利玖(りく)がいなかったら、カナタに聞いてもいい?」


『もちろん、頑張るね。』


 またカナタの目元が微笑んだ。今日は良い日だ。


 賑やかな教室に、先生が出席簿を持って入ってきた。


「はい、では帰りの会を始めます。席に着いてください。」


 ふわふわ飛んでいた折り紙の鳥たちは、それぞれの元へ戻り、生徒たちは席に着く。


「早退した人はいませんね。では今日の連絡事項です。明日からの連休中に、中等部で使う羽織と制服が届きますので、受け取れるようにしてください。受け取ったら一度袖を通して、問題があれば連絡帳に書いて月曜日に提出してください。これは、朝に配ったプリントにも書いてありますので、帰ったらご両親にちゃんと渡してください。皆さんから何か連絡事項はありますか?」


 キョロキョロと周囲を見渡す生徒たち。特になさそう。


「では、帰りの会を終わります。日直、号令をお願いします。」



「起立、気をつけ、礼!」


「「「さようならー!」」」



 学校の1日が終わる瞬間。教室に一気に開放感が満ち溢れる。この瞬間が、私はとても好き。


 鞄を持ち、友達とバイバイと挨拶しながら、カナタと教室を出ようとした時———拓斗の取り巻きが、こっちを見てニヤニヤしていた。拓斗だけは、カナタを睨んでいた。

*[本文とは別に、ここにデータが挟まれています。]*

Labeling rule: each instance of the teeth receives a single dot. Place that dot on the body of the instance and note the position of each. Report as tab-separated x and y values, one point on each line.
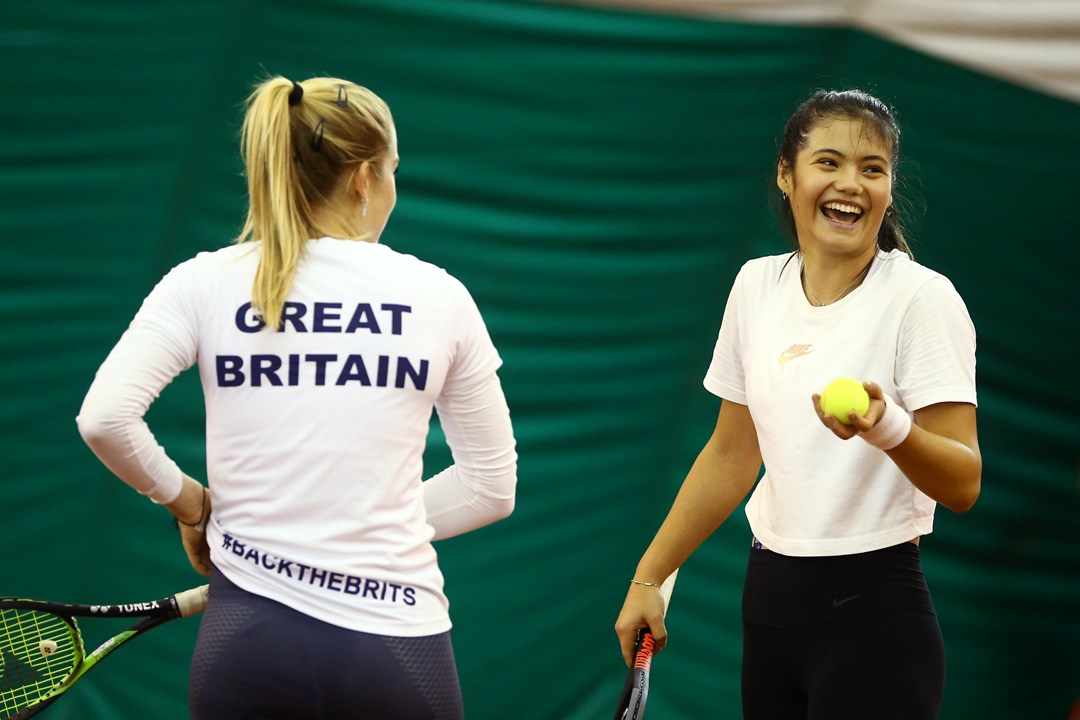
844	208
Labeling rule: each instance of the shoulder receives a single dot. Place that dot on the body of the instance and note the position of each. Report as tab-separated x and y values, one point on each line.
423	273
225	257
904	273
764	273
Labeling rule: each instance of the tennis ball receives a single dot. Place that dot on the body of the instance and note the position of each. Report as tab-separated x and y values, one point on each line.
842	396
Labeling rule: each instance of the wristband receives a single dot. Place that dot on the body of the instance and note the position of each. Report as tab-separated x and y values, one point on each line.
891	429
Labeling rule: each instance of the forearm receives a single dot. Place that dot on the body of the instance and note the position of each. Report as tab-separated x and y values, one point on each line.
111	417
944	469
720	477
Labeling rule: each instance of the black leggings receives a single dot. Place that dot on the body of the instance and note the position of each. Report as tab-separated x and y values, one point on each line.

 あぁ、せっかく気分よかったのに。あの時の苛立ちが、またふつふつと戻ってくる。


 あんな笑い方しかできないのかな?無視して、靴箱へ向かった。


 靴を履き替えながら、つい文句を垂れる。


「何で、あんな風に聞くかな!?」


『…でも、先生の説明、勉強になったんじゃない?』


「それはそれ! 私が怒ってるのは、拓斗の“聞き方”!あとその取り巻きっ!」


 私は少し乱暴に靴を履き替え、カナタは丁寧に履き替える。


「教室を出る時も、じっと見てきたし。本当に不快にさせる天才!」


『まぁまぁ…。』


 カナタがなだめてくれる。——いけない。またカナタの怒る権利を、私が奪っちゃった。


 反省、反省。


 学校を出ると、空は少し金色になった青色。澄んだ空気が、景色を美しく見せてくれる。

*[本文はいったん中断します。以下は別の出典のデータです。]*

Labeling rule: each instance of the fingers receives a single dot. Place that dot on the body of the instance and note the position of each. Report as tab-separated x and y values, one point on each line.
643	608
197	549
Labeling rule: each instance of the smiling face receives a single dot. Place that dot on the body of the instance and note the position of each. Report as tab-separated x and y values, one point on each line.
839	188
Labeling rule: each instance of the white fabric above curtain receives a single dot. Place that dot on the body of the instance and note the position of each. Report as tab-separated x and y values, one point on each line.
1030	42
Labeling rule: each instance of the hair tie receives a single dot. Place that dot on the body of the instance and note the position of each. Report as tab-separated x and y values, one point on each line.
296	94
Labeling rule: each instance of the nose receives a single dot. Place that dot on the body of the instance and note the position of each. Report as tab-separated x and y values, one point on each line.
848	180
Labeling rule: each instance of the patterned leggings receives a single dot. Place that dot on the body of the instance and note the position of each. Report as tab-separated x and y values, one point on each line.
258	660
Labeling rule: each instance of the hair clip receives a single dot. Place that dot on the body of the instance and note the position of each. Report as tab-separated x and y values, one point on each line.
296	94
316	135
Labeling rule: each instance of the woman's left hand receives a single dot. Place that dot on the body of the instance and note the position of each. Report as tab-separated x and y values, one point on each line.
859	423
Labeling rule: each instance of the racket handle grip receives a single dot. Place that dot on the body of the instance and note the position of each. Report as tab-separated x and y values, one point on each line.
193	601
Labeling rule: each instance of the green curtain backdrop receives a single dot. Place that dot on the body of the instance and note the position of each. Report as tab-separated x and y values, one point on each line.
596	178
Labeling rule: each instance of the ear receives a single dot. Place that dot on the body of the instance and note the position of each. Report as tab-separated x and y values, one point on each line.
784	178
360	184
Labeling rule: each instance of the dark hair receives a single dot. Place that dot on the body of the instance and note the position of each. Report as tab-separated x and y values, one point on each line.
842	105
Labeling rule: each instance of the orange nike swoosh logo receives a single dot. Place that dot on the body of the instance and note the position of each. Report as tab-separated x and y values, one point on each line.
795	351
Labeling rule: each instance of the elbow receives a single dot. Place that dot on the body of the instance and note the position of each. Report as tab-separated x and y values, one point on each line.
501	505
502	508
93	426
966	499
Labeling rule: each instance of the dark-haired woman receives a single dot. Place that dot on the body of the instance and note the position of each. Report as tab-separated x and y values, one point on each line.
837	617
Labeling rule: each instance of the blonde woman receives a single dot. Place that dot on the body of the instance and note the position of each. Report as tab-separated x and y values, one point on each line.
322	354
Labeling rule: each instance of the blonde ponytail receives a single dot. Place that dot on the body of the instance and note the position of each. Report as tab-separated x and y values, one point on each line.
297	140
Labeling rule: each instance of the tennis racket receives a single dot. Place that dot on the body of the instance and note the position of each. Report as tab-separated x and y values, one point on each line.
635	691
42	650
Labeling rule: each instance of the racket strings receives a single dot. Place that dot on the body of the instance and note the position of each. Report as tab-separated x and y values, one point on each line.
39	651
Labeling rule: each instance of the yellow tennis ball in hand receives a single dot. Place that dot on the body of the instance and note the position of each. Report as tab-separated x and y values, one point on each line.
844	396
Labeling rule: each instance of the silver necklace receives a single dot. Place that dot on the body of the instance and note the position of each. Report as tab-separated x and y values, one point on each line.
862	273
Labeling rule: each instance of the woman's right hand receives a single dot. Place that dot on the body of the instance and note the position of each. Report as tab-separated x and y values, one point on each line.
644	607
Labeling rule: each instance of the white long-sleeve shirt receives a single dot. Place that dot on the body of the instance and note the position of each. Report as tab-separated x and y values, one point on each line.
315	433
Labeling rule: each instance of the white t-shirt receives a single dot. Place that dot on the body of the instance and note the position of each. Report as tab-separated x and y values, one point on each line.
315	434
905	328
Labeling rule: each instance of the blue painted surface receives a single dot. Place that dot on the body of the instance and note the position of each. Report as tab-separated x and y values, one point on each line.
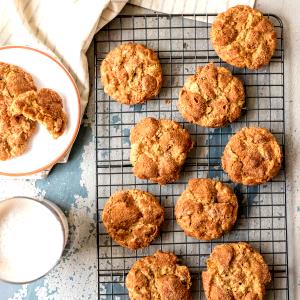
60	187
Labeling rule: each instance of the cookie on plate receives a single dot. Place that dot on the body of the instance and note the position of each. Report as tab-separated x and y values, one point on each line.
131	74
132	218
14	81
159	149
213	97
159	277
252	156
235	271
243	37
45	107
15	132
207	209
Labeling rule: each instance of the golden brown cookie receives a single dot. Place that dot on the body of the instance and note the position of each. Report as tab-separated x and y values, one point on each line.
131	74
159	277
133	218
14	81
252	156
212	97
159	149
235	271
15	132
243	37
206	209
44	106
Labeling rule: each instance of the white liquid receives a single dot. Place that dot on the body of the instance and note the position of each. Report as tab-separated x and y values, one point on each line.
31	240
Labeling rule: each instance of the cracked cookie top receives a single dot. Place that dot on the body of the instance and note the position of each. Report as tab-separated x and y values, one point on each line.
159	149
206	209
252	156
213	97
159	277
14	81
131	74
132	218
243	37
235	271
45	107
15	132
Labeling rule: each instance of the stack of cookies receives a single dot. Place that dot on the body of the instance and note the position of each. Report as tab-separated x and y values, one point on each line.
207	209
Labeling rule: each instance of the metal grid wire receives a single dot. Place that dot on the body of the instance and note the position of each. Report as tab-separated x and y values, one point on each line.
182	44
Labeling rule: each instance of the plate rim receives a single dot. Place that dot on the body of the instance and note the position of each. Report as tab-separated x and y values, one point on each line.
64	152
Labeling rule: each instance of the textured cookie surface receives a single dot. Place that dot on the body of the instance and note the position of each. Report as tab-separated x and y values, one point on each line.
212	97
243	37
159	277
131	74
206	209
44	106
15	132
235	271
159	149
252	156
133	218
14	81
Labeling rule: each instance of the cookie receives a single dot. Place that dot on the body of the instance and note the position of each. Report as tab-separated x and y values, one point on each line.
15	132
243	37
213	97
235	271
159	149
207	209
159	277
45	107
14	81
252	156
132	218
131	74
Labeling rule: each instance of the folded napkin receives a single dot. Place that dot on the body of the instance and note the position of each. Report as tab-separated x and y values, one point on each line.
65	28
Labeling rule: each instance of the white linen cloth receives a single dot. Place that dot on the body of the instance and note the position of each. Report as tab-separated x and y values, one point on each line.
65	28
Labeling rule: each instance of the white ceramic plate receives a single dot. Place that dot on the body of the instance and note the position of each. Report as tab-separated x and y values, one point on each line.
43	151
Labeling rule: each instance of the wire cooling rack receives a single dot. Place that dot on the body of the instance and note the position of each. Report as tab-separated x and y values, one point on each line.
182	44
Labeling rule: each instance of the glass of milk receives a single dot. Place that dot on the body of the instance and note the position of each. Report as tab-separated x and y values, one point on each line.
33	235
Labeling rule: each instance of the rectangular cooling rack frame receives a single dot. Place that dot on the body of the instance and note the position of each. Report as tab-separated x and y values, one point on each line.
182	43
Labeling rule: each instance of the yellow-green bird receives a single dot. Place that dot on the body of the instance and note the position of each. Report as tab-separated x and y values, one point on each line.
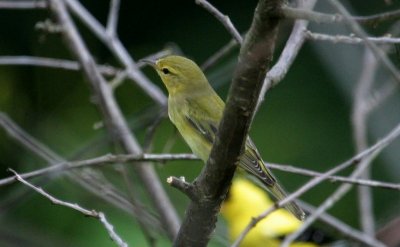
196	110
269	231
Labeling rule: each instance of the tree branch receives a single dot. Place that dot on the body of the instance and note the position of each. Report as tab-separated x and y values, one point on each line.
224	19
114	119
317	17
350	39
22	5
92	213
213	182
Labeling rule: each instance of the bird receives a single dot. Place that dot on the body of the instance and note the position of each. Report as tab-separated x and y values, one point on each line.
196	111
269	231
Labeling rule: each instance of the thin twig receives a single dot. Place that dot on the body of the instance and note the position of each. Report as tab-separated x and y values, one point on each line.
92	213
164	157
224	19
342	227
212	184
87	179
54	63
120	52
183	186
366	154
330	201
288	55
213	59
297	13
360	133
22	5
355	27
112	21
306	172
350	39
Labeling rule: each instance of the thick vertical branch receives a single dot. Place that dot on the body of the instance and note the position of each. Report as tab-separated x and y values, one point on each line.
114	119
213	182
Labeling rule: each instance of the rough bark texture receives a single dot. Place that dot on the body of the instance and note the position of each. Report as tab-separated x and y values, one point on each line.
212	184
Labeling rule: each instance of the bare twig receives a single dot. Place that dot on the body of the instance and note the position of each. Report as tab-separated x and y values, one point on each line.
21	5
54	63
125	158
289	53
114	119
224	19
92	213
342	227
360	133
219	54
306	172
296	13
112	21
360	157
114	44
329	202
183	186
213	182
350	39
355	27
89	180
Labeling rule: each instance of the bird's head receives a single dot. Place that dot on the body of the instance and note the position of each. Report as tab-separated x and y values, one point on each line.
179	74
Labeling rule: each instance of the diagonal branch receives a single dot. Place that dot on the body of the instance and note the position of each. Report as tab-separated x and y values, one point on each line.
224	19
92	213
213	182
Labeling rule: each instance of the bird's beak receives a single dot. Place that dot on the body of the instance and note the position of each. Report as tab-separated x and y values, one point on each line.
150	62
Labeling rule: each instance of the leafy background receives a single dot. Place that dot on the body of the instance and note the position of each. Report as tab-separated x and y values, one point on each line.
304	121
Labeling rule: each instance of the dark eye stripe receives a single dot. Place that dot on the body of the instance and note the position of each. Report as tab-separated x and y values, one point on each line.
165	71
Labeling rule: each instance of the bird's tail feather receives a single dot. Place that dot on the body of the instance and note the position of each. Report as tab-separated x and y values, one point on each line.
278	192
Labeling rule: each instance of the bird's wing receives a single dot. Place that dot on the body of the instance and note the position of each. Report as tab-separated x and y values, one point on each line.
203	122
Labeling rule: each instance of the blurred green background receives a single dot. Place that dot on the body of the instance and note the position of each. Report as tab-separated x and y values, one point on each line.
304	121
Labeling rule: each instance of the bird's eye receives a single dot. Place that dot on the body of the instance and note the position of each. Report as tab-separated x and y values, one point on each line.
165	71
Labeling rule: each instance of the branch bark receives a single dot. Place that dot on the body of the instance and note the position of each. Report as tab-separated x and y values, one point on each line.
113	117
213	182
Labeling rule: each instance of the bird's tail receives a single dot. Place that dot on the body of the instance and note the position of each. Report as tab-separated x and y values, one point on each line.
278	192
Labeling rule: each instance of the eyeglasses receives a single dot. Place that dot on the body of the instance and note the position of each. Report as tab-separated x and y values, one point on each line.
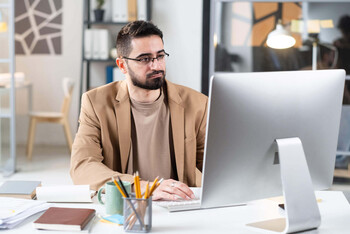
146	60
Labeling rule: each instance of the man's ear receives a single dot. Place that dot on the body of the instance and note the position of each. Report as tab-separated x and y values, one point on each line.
121	64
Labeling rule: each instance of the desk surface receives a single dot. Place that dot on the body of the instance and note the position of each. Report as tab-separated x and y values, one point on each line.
334	208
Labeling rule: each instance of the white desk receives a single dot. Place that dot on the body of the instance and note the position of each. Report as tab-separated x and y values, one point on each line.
334	208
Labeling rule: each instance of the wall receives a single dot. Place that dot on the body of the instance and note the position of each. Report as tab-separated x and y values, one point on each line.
46	73
181	23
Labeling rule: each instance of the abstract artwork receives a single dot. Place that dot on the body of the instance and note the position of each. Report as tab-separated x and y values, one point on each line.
38	27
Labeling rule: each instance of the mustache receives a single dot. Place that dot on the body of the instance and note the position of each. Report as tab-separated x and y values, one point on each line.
154	73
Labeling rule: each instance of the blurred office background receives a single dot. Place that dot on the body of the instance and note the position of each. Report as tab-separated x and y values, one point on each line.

 でも、冬の夕方は寒い。急いで帰って、宿題を終わらせよう。


 白い息が、寒さを物語っている。2月もそろそろ終わるけど、春はまだ遠い。私は首元のマフラーに顔をうずめた。


「寒いね。カナタ、大丈夫?」


『うん。新しい魔法を覚えたから。』


「えっ、なになに?」


 カナタは、自分の首元のチョーカー型魔械(マギア)機器を指差す。


『手、近付けてみて。』


 言われた通り、私はカナタの首元に手を伸ばす。

すると——ほんのり、温かい。


「わっ! あったかい! これ、何ていう魔法?」


『触れてる付近を温める触覚魔法だって。僕、マフラー使えないから、施設で教えてもらったんだ。』


 カナタは、喉に呼吸口があるから、マフラーは巻けない。喉元にある緑色の魔法石とチョーカーの蔓模様が、柔らかく光っている。その横で、小さな歯車がくるくる回っていた。

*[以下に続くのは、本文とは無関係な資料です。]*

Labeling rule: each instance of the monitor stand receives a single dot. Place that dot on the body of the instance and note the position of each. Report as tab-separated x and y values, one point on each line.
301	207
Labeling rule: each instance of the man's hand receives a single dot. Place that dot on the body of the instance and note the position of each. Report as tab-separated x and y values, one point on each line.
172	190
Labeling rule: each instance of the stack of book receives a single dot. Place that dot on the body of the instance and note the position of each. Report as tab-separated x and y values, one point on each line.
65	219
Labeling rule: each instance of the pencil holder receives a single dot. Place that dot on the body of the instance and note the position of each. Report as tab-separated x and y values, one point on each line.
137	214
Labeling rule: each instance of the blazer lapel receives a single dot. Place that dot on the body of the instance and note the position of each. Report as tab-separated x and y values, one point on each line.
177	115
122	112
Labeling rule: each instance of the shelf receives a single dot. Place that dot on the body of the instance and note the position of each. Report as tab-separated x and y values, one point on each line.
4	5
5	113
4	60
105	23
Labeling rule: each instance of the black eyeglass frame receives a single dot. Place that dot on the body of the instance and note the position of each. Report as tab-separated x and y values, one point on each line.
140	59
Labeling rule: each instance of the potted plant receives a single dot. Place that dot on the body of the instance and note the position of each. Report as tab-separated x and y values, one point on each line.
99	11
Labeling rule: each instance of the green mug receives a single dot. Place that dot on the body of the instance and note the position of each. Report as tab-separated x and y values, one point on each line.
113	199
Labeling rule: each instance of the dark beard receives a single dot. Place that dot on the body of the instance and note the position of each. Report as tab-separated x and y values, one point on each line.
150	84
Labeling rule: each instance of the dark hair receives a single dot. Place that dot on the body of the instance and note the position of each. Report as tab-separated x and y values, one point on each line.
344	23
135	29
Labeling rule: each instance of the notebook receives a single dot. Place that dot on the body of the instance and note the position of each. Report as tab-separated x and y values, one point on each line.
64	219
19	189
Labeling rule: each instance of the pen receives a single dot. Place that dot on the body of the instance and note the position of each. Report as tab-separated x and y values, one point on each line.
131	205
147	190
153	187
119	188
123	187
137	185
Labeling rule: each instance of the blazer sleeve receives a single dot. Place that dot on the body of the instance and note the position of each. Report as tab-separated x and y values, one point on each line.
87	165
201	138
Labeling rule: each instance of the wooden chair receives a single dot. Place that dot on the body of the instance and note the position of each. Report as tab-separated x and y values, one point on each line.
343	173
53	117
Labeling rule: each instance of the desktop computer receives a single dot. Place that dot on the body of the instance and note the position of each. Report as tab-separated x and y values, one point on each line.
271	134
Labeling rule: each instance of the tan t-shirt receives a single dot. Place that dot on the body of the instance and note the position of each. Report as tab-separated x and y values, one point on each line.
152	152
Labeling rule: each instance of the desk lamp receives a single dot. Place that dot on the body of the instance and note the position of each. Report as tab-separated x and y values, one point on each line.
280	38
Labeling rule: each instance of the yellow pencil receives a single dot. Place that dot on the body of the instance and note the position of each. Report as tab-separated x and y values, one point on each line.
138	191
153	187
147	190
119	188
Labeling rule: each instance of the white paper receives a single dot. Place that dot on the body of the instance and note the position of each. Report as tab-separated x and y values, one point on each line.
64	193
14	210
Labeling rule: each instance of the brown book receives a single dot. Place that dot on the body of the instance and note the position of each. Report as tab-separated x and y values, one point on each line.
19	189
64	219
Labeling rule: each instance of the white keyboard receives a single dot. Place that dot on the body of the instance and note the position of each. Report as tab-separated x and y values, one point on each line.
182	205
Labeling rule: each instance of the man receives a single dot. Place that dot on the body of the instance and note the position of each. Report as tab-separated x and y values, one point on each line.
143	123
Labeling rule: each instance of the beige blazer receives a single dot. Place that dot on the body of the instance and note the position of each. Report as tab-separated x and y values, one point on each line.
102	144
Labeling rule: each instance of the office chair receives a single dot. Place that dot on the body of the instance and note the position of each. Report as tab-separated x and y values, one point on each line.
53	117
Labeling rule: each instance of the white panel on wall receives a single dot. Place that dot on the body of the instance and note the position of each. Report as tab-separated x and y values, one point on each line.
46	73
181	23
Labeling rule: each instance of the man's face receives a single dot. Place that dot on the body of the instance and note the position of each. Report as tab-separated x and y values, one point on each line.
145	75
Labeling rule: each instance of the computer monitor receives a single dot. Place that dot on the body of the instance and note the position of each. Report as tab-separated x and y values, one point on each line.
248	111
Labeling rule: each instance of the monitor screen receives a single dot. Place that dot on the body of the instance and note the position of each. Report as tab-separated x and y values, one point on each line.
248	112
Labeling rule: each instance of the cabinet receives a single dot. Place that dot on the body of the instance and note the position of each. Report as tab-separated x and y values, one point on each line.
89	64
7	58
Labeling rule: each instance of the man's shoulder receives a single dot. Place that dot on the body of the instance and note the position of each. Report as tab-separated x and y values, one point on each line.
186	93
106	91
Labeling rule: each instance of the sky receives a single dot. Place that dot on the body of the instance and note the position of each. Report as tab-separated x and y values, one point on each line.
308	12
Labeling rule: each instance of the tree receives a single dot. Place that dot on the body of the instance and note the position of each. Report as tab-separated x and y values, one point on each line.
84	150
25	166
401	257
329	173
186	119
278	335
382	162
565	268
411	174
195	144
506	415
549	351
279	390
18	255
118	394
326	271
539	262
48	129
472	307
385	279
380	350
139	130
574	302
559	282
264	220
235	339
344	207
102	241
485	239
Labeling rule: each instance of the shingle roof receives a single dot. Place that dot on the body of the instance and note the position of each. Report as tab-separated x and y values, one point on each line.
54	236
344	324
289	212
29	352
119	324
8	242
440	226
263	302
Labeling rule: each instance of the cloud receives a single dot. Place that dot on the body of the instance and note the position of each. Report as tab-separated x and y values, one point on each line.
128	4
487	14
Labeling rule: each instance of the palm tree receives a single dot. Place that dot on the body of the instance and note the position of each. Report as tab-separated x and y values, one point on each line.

「小さい魔械暖炉(マギアストーブ)みたい。……あったかい……。首、熱くないの?」


『…うん。大丈夫。』


「なら良かったぁ。……あったかぁい……。」


『気に入った?』


「うんっ! もっとぬくぬくしたいけど、帰らなきゃ。暗くなっちゃう。」


 帰り道である街並みは、不思議な調和を持っていた。石畳の道沿いに並ぶのは、瓦屋根の木造家屋と、ステンドグラスをあしらった洋館。格子戸の隣に、アーチを描いたアイアンの門扉が自然と馴染んでいる。


 和風の引き戸を開けると、洋風のシャンデリアが迎えてくれるような、そんな風景がここでは当たり前だった。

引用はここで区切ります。